Sklivvz picture Sklivvz · May 20, 2009 · Viewed 104.5k times · Source

Although this seems like a trivial question, I am quite sure it is not :)

I need to validate names and surnames of people from all over the world. Imagine a huge list of miilions of names and surnames where I need to remove as well as possible any cruft I identify. How can I do that with a regular expression? If it were only English ones I think that this would cut it:

^[a-z -']+$

However, I need to support also these cases:

  • other punctuation symbols as they might be used in different countries (no idea which, but maybe you do!)
  • different Unicode letter sets (accented letter, greek, japanese, chinese, and so on)
  • no numbers or symbols or unnecessary punctuation or runes, etc..
  • titles, middle initials, suffixes are not part of this data
  • names are already separated by surnames.
  • we are prepared to force ultra rare names to be simplified (there's a person named '@' in existence, but it doesn't make sense to allow that character everywhere. Use pragmatism and good sense.)
  • note that many countries have laws about names so there are standards to follow

Is there a standard way of validating these fields I can implement to make sure that our website users have a great experience and can actually use their name when registering in the list?

I would be looking for something similar to the many "email address" regexes that you can find on google.

Answer

Chris Cudmore picture Chris Cudmore · May 20, 2009

I sympathize with the need to constrain input in this situation, but I don't believe it is possible - Unicode is vast, expanding, and so is the subset used in names throughout the world.

Unlike email, there's no universally agreed-upon standard for the names people may use, or even which representations they may register as official with their respective governments. I suspect that any regex will eventually fail to pass a name considered valid by someone, somewhere in the world.

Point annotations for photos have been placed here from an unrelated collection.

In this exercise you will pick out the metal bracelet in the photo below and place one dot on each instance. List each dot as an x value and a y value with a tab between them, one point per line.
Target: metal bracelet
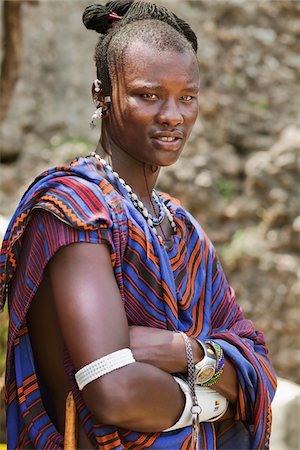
196	409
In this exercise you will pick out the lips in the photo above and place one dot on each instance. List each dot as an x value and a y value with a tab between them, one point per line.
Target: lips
168	140
168	136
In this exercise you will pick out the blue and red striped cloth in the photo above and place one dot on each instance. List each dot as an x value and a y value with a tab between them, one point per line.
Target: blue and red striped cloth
182	287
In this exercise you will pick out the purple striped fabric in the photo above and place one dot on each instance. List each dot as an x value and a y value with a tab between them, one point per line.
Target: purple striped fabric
182	288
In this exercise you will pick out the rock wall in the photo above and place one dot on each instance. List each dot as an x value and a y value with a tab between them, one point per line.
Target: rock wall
239	174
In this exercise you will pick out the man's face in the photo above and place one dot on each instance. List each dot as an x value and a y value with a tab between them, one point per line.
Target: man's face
154	103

Of course, you do need to sanitize or escape input, to avoid the Little Bobby Tables problem. And there may be other constraints on which input you allow as well, such as the underlying systems used to store, render or manipulate names. As such, I recommend that you determine first the restrictions necessitated by the system your validation belongs to, and create a validation expression based on those alone. This may still cause inconvenience in some scenarios, but they should be rare.